Tutto comincia alla fine degli anni ’60, quando Dante e Valeria Bollini lasciano Bologna per il Sudafrica, portando con sé le ricette e le tradizioni di casa — e con esse quella determinazione a ricreare un pezzo d’Italia nel nuovo continente che avrebbero poi, con gli anni, imparato ad amare al punto da non volerne più fare a meno. Nel 1986 aprono un piccolo negozio di specialità italiane, appena 35 metri quadrati. Da lì nasce un’avventura imprenditoriale e umana che dura ormai da quarant’anni.

Oggi il Tortellino d’Oro, guidato da Caterina Bollini insieme al figlio Lorenzo, è molto più di un ristorante: è un’istituzione. La sede storica di Oaklands continua a proporre ai clienti i suoi celebri tortellini, ripieni di prosciutto, mortadella, pollo e parmigiano, serviti nella tradizionale crema di funghi o al burro e salvia. Nel 2026 la famiglia ha inaugurato una seconda sede a Sandton Gate, arricchita da un bar cocktail curato dallo stesso Lorenzo, un’ampia selezione di vini e whisky, e un design che rende omaggio alle radici emiliane senza rinunciare alla contemporaneità.

Una vera ambasciata della cucina italiana

Le testimonianze raccolte dalla stampa sudafricana negli ultimi mesi restituiscono l’immagine di un locale che, in quattro decenni, è riuscito a costruire un forte senso di appartenenza tra i propri clienti. Come racconta il Mail & Guardian, è il tipo di ristorante di cui le persone parlano con un senso di appartenenza — “il nostro ristorante” — dove si festeggiano compleanni, si brindano fidanzamenti, e le vecchie amicizie si mantengono vive durante lunghi pranzi.

Dietro questo percorso c’è soprattutto lei, Caterina Bollini: emiliana di Bologna, erede di una tradizione familiare che ha saputo trasformare in impresa senza mai tradirne l’anima. La sua è la tenacia silenziosa e concreta tipica di chi viene da quella terra — la stessa che ha fatto grande l’Emilia-Romagna nel mondo: nell’industria, nell’agroalimentare, nella ristorazione.

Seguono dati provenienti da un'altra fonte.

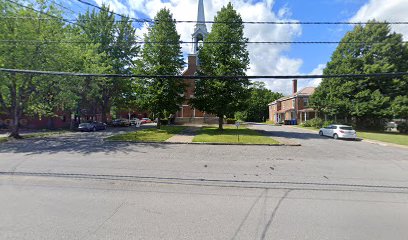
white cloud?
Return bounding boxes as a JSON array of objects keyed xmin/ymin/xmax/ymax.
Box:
[
  {"xmin": 96, "ymin": 0, "xmax": 303, "ymax": 92},
  {"xmin": 351, "ymin": 0, "xmax": 408, "ymax": 40},
  {"xmin": 95, "ymin": 0, "xmax": 136, "ymax": 17}
]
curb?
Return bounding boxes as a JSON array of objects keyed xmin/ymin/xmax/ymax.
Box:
[
  {"xmin": 292, "ymin": 126, "xmax": 408, "ymax": 149},
  {"xmin": 360, "ymin": 138, "xmax": 408, "ymax": 149},
  {"xmin": 103, "ymin": 139, "xmax": 302, "ymax": 147}
]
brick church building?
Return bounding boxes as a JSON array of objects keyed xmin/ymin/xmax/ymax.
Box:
[{"xmin": 175, "ymin": 0, "xmax": 218, "ymax": 124}]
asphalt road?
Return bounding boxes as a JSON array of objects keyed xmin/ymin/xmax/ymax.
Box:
[{"xmin": 0, "ymin": 125, "xmax": 408, "ymax": 240}]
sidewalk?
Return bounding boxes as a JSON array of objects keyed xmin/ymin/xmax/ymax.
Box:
[{"xmin": 166, "ymin": 127, "xmax": 200, "ymax": 143}]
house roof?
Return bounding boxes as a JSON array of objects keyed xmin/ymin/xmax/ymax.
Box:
[{"xmin": 268, "ymin": 87, "xmax": 316, "ymax": 105}]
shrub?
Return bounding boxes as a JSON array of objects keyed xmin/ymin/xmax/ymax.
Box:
[
  {"xmin": 322, "ymin": 120, "xmax": 334, "ymax": 127},
  {"xmin": 397, "ymin": 122, "xmax": 408, "ymax": 133},
  {"xmin": 227, "ymin": 118, "xmax": 237, "ymax": 124},
  {"xmin": 308, "ymin": 118, "xmax": 323, "ymax": 128},
  {"xmin": 301, "ymin": 120, "xmax": 312, "ymax": 127},
  {"xmin": 235, "ymin": 112, "xmax": 247, "ymax": 121}
]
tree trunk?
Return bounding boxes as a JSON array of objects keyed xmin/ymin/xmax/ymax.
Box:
[
  {"xmin": 10, "ymin": 105, "xmax": 22, "ymax": 139},
  {"xmin": 157, "ymin": 117, "xmax": 161, "ymax": 129},
  {"xmin": 101, "ymin": 96, "xmax": 109, "ymax": 123},
  {"xmin": 218, "ymin": 115, "xmax": 224, "ymax": 130},
  {"xmin": 10, "ymin": 74, "xmax": 21, "ymax": 139}
]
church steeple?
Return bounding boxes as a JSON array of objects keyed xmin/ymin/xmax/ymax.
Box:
[{"xmin": 192, "ymin": 0, "xmax": 208, "ymax": 54}]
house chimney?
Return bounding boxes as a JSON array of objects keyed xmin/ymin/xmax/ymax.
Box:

Una tenacia che si misura nei tortellini fatti a mano ogni giorno e nella cura con cui, ancora oggi, il personale storico del locale continua a far parte della vita del ristorante: come racconta la stampa locale, una delle collaboratrici storiche, arrivata quasi per caso quando qualcuno non si presentò al lavoro, è semplicemente diventata parte della famiglia, e oggi parla italiano e tratta il ristorante con la fierezza protettiva di una proprietaria.

L’Emilia-Romagna che non conosce confini

La storia del Tortellino d’Oro è, in fondo, la storia di tanti emiliano-romagnoli che nel mondo hanno saputo trasformare la nostalgia di casa in un ponte tra culture. Non semplice emigrazione, ma radicamento, costruzione, eredità tramandata di generazione in generazione — come dimostra oggi Lorenzo Bollini, tornato dagli studi all’estero per affiancare la madre e proiettare l’attività verso il futuro, senza mai perdere il legame con le origini bolognesi.

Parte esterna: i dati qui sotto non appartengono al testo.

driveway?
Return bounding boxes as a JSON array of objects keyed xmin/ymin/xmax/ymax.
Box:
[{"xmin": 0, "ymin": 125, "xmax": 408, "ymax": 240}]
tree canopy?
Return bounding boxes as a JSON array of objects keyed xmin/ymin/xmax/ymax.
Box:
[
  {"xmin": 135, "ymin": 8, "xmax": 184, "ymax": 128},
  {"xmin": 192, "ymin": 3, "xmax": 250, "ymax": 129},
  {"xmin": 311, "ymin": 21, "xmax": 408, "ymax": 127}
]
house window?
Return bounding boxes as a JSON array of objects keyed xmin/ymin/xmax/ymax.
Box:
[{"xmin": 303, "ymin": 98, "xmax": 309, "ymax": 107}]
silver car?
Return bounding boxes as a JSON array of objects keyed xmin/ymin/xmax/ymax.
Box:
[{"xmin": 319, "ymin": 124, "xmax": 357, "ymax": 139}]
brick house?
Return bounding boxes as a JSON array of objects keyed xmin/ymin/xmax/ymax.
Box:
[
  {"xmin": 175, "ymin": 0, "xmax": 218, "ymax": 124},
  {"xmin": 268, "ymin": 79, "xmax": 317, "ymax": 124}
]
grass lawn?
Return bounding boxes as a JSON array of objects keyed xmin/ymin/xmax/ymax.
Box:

In un’epoca in cui il made in Italy viene spesso raccontato solo attraverso i grandi marchi, storie come quella del Tortellino d’Oro ricordano che la vera forza dell’italianità nel mondo nasce anche — e soprattutto — da chi, con umiltà e determinazione, porta la propria terra ovunque vada. Un piatto di tortellini a Johannesburg, oggi, sa ancora di Bologna.